Another object view - (was RE: copy yourself ?)

Richard A. O'Keefe ok at cs.otago.ac.nz
Wed May 28 06:37:12 UTC 2003


Joel Shellman <joel at ikestrel.com> wrote:
	> Computational objects do not have mass;
	
	Of course they can:
	
	Transcript show: myMassiveObject mass.
	
No, that's not mass.
Abraham Lincoln is said to have originated this joke:

    X.  How many legs does a dog have,
        if you call a tail a leg?
    Y.  Five.
    X.  Wrong!  _Calling_ a tail a leg doesn't _make_ it a leg.

An object can respond to a #mass message, but it can do that as
often as you please, and it still will NOT have physical mass.

	> do not occupy space;
	
	Larger than we could possibly imagine (or smaller):
	
	Transcript show: myHugeObject volume.
	
Again, just because an object SAYS it has a volume doesn't mean it
DOES have a volume.  I'm not sure whether you are confusing
*talking about* properties with actually possessing them
(but no matter how often I _say_ "I have $1000000" it still isn't true)
or whether you are confusing *simulating* properties with actually
possessing them (but not matter how often I *pretend* to have a
million dollars it still isn't true).

	> do not emit or absorb photons (so don't have colour);
	
	Any in the rainbow, or in any spectrum::
	
	Transcript show: myColourfulObject color.
	or
	myColourfulObject emitPhoton.
	
The computer's screen can emit real photons.
An object in the image can only talk about or simulate emitting
photons.
	
Was it Drew McDermott who wrote "Just because your AI program has
a procedure called UNDERSTAND that doesn't mean it understands
anything."

	> Even in Morphic, which gives a pretty good illusion of
	> reality, if you "drop" a morph, it doesn't fall.
	
                                           vvvvvvvv
	It can do better than fall, it can simulate all sorts of potential behaviors
                                           ^^^^^^^^
	that would be "real" in any of a huge number of potential universes,
	including the one we're most familiar with.
	
"Simulate" is the key word here.

Nobody ever said that objects couldn't *simulate* real things.
Obviously they can.  Obviously it is often very very useful to do so.
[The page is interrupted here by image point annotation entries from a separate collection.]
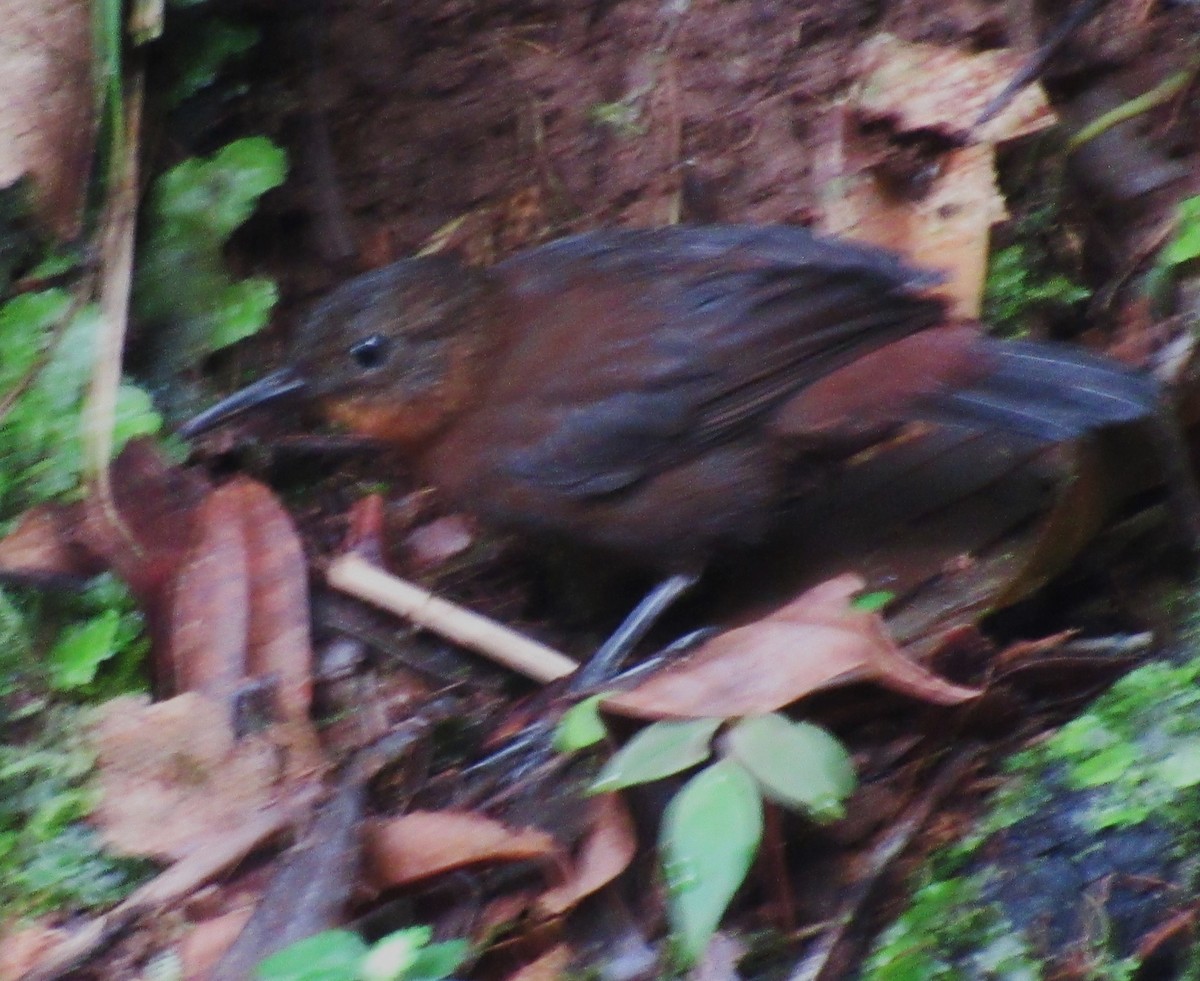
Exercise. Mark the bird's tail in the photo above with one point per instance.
(1048, 392)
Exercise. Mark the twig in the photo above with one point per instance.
(181, 879)
(117, 275)
(1037, 64)
(1134, 107)
(353, 575)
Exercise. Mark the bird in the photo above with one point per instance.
(653, 393)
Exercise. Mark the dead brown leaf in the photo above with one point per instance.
(42, 546)
(205, 649)
(277, 641)
(174, 777)
(606, 852)
(241, 601)
(424, 843)
(23, 946)
(817, 641)
(549, 967)
(209, 939)
(47, 119)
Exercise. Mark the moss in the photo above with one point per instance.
(1085, 852)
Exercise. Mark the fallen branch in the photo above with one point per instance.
(354, 575)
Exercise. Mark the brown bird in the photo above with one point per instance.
(654, 392)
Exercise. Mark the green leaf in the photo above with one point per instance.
(438, 961)
(391, 957)
(797, 764)
(82, 649)
(873, 602)
(335, 955)
(181, 284)
(41, 441)
(580, 726)
(658, 751)
(1186, 245)
(201, 62)
(711, 832)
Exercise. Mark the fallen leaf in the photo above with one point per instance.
(173, 776)
(277, 639)
(47, 119)
(607, 849)
(209, 939)
(24, 945)
(441, 540)
(209, 624)
(42, 546)
(424, 843)
(550, 966)
(816, 642)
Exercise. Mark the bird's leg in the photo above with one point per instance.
(604, 664)
(531, 747)
(1183, 498)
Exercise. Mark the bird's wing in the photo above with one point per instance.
(640, 349)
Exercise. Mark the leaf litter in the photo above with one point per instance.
(227, 558)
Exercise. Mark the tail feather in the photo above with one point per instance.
(1047, 391)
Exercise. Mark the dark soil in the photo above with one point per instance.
(498, 124)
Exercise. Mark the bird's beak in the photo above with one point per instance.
(275, 385)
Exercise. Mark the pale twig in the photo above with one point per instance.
(358, 577)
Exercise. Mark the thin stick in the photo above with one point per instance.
(354, 575)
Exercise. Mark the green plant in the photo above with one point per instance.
(181, 283)
(49, 860)
(712, 828)
(339, 955)
(47, 342)
(1018, 287)
(1181, 250)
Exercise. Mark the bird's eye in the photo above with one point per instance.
(371, 351)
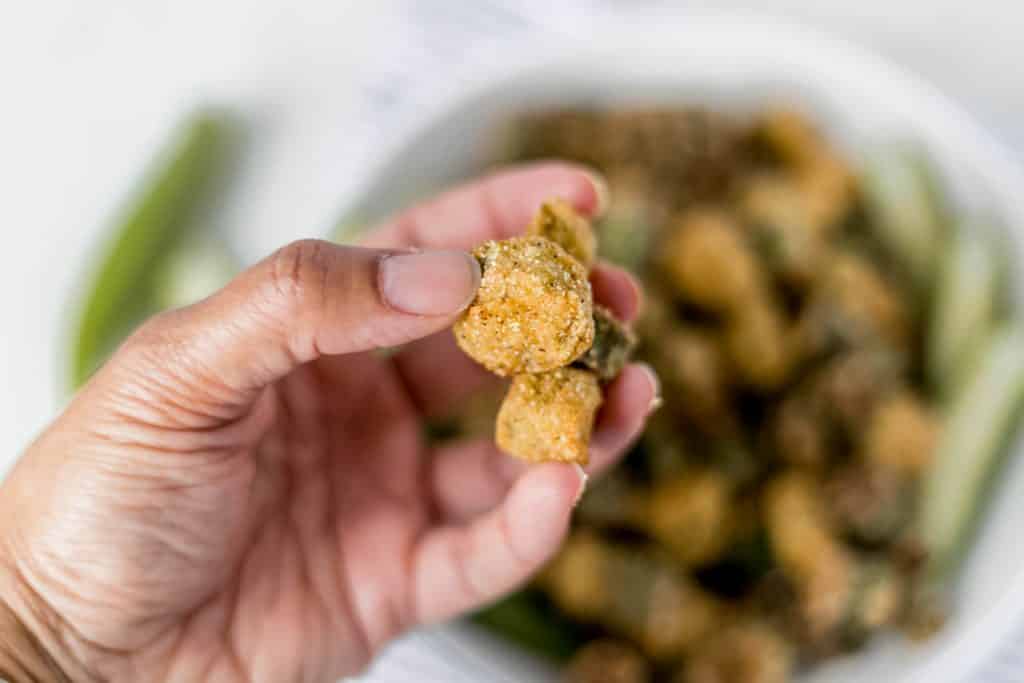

But no matter how long you sit in the cockpit of a flight simulator,
you're never going to leave the room.  Simulated flight isn't real
flight.  Simulated mass isn't real mass.  Simulated falling isn't
real falling.

	It's all about simulation.

The whole POINT of simulation is that it is NOT REALITY, only LIKE it.

And my point is that vast amounts of computation are not about
simulating the physical world, so that for lots and lots of objects
there is no point in even trying to simulate physical objects.